Some unlikely people were responsible for ending the Cold War. Richard Nixon ushered in a period of détente with the Soviet Union and the opening of diplomatic relations with Communist China. Initially, Jimmy Carter built on this spirit of cooperation, only to see it end with renewed conflict with the Soviets. Finally, Ronald Reagan, a militant anti-Communist crusader, together with his pragmatic and steady secretary of state, George Shultz, guided the United States through a policy of heightened military preparedness to push the Soviet Union toward peace. It was a dangerous gambit, but it worked; diplomacy rather than armed conflict prevailed. Reagan’s Cold War strategy succeeded in part because during the 1980s a leader amenable to peace, Mikhail Gorbachev, governed the Soviet Union. He envisioned the end of the Cold War as a means of bringing political and economic reform to his beleaguered and bankrupt nation. What Gorbachev began, his successor, Boris Yeltsin, finished: the dismantling of the Soviet Union and its empire, and the infusion of democracy and capitalism into Russia.
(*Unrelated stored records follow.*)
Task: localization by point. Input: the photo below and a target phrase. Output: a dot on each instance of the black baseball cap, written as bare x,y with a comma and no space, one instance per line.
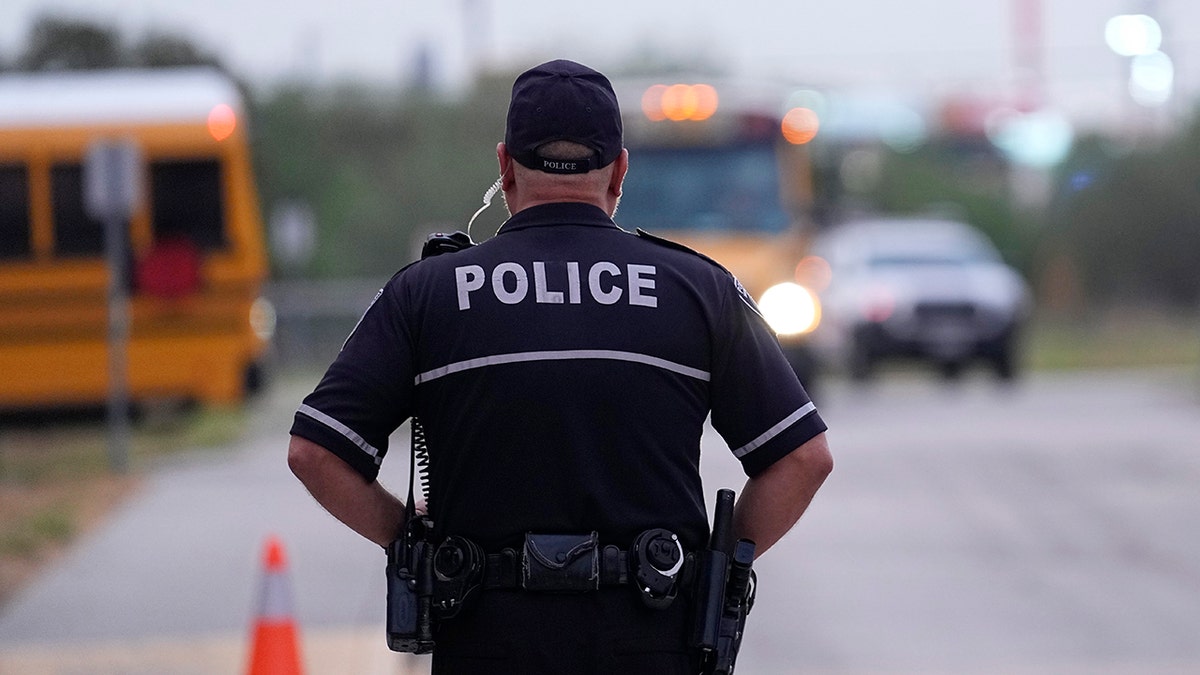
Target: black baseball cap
563,101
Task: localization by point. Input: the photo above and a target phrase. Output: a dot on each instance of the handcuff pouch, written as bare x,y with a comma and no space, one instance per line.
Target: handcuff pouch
561,562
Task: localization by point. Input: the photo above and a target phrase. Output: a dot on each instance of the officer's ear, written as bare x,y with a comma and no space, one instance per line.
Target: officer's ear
619,167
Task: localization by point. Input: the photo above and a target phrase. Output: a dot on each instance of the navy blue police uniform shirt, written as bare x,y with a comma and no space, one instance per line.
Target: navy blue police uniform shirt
563,371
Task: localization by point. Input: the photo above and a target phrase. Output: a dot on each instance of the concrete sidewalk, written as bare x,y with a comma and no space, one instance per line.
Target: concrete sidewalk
169,583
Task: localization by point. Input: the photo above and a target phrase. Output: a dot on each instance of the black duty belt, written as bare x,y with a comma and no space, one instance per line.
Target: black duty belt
655,565
504,569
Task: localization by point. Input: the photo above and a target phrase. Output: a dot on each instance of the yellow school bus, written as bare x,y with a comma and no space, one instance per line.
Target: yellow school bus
724,168
196,257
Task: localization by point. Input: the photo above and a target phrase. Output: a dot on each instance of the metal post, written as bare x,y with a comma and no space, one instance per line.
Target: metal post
112,195
118,346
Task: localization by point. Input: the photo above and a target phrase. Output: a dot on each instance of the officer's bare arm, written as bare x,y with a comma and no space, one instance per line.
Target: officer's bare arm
775,499
367,508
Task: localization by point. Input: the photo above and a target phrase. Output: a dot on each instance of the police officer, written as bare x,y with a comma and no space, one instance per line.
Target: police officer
563,371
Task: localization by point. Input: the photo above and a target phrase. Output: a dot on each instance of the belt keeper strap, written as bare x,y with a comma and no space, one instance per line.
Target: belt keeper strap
613,567
502,571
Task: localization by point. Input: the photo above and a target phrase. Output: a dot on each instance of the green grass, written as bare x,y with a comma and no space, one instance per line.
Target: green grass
24,535
1114,340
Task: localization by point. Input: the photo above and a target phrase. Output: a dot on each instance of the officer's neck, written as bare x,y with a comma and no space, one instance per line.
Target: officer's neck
519,198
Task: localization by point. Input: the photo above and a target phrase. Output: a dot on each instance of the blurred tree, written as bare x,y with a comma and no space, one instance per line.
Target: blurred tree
163,49
1129,220
66,43
59,42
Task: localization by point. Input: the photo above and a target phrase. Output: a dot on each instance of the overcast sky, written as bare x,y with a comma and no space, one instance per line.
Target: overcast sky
919,48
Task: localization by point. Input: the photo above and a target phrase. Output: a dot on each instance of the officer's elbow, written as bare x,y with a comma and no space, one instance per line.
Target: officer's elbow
305,458
813,460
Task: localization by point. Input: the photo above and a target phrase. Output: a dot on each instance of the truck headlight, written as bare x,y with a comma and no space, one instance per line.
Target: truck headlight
790,309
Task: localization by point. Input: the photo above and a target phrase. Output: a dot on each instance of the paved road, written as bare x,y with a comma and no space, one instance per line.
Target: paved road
1044,529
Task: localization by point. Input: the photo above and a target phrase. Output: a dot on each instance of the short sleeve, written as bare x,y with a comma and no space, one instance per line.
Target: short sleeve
367,390
759,405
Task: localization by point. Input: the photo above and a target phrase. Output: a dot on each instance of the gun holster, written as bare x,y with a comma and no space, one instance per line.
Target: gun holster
411,590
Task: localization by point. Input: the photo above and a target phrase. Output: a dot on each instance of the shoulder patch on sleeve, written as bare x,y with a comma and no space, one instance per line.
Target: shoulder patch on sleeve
742,292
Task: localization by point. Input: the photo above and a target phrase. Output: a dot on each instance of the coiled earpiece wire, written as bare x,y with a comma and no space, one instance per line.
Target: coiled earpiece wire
487,202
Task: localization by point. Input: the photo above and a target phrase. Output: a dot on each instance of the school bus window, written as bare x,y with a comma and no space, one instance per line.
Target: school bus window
75,233
13,211
186,199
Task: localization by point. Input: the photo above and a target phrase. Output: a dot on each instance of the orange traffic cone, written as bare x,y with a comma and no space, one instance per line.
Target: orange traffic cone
275,650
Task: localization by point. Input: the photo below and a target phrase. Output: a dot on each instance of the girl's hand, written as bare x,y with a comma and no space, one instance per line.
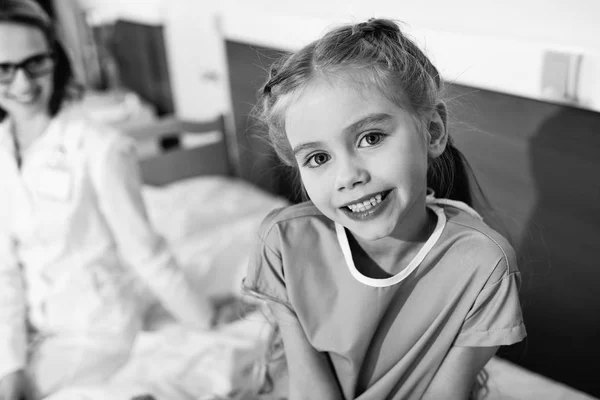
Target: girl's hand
15,386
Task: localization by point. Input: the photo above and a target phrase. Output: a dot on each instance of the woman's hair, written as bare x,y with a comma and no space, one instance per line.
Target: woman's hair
373,53
30,13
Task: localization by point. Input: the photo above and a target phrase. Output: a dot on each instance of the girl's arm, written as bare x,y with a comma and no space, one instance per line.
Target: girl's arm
310,373
457,374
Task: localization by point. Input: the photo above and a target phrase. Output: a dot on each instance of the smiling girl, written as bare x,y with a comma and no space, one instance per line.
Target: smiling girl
386,284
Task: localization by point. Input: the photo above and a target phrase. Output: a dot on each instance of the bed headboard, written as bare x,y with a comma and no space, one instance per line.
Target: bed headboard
182,149
538,164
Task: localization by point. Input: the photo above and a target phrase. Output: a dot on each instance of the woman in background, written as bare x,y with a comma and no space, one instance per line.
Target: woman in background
72,222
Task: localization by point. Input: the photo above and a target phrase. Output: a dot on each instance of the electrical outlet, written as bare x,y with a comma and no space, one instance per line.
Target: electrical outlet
560,76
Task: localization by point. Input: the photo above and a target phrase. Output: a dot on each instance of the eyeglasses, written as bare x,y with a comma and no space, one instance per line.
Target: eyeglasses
35,66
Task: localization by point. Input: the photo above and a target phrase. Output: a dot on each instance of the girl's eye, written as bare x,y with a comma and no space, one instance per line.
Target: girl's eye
370,139
317,160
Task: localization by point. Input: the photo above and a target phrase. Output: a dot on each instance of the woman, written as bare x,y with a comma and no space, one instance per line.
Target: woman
73,226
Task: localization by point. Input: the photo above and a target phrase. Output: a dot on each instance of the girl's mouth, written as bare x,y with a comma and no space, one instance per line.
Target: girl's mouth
367,208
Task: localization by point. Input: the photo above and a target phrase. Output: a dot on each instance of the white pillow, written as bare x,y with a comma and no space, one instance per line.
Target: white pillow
210,223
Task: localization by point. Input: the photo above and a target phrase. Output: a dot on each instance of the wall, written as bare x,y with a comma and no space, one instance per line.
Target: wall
493,45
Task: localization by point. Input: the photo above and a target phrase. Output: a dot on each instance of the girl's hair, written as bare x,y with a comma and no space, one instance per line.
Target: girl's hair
370,53
377,54
30,13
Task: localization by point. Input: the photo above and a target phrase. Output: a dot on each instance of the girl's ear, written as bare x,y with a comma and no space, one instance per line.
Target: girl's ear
437,131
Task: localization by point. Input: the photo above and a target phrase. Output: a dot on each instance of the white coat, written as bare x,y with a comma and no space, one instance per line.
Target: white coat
73,228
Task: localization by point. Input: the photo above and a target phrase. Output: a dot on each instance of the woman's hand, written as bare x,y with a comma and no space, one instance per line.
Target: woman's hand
228,309
15,386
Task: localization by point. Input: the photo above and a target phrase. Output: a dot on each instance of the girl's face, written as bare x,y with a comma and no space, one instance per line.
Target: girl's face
362,159
26,90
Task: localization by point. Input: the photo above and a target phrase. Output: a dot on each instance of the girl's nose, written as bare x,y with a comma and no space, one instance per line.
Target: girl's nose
351,173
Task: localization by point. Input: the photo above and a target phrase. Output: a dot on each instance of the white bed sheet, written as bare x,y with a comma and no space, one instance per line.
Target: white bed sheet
210,223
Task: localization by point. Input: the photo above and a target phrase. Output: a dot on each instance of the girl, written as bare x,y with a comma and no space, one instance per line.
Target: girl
380,289
72,222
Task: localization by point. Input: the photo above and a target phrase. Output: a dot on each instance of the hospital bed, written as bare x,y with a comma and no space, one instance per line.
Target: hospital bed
197,199
209,218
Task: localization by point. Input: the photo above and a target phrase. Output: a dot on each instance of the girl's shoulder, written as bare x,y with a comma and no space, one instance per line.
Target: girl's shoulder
470,236
294,222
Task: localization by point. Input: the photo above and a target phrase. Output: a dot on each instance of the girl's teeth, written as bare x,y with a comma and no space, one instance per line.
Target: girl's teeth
365,205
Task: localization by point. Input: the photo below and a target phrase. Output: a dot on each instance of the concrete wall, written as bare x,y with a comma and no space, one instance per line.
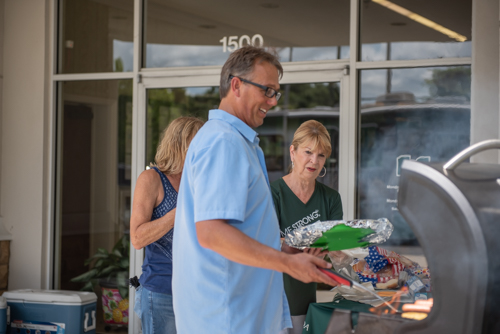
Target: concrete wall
485,121
22,142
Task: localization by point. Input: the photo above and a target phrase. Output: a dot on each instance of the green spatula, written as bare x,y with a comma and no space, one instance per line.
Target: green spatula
342,237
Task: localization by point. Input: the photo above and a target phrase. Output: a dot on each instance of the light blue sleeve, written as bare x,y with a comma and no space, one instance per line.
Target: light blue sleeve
221,174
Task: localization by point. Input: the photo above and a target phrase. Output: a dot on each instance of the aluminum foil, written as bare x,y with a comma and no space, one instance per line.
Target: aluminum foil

The activism of ordinary people around the world also helped transform the relationship between the superpowers. Antinuclear protesters in Western Europe and the United States, including Barbara Deming and the Seneca Falls Women’s Encampment, kept up pressure on Western leaders to make continued nuclear expansion unacceptable. In Eastern Europe, Polish dockworker Lech Walesa and other fighters for democracy broke from the Soviet orbit and tore down the bricks and barbed-wire fences of the iron curtain.
The United States emerged as the winner of the Cold War, thereby gaining dominance as the world’s sole superpower. Yet this did not necessarily guarantee peace. In assuming this preeminent role, the United States faced new threats to international security from governments and insurgents seeking to rebuild nations along ethnic and religious lines in the Middle East and the Persian Gulf. Ironically, the bipolar Cold War in some ways had meant a more stable and manageable world presided over by the two superpowers. The collapse of the Soviet empire created a power vacuum that would be filled by a variety of unchecked and combustible local and regional forces intent on challenging the political and economic dominance of the United States.
At the same time, globalization presented new opportunities and posed additional challenges. It promoted more international cooperation and freer trade among nations. Globalization also fostered greater communication and cultural exchanges around the world. However, globalization brought many problems as well. Rapid industrialization and exploration of new sources of wealth accelerated the environmental dangers of air and water pollution, climate change, and the destruction of primeval forests. As globalization shrank the world economically and culturally, the United States became the chief target of those who wanted to contain the influence of Western values. Terrorism, which transcended national borders, replaced communism as the leading enemy of the United States and its allies.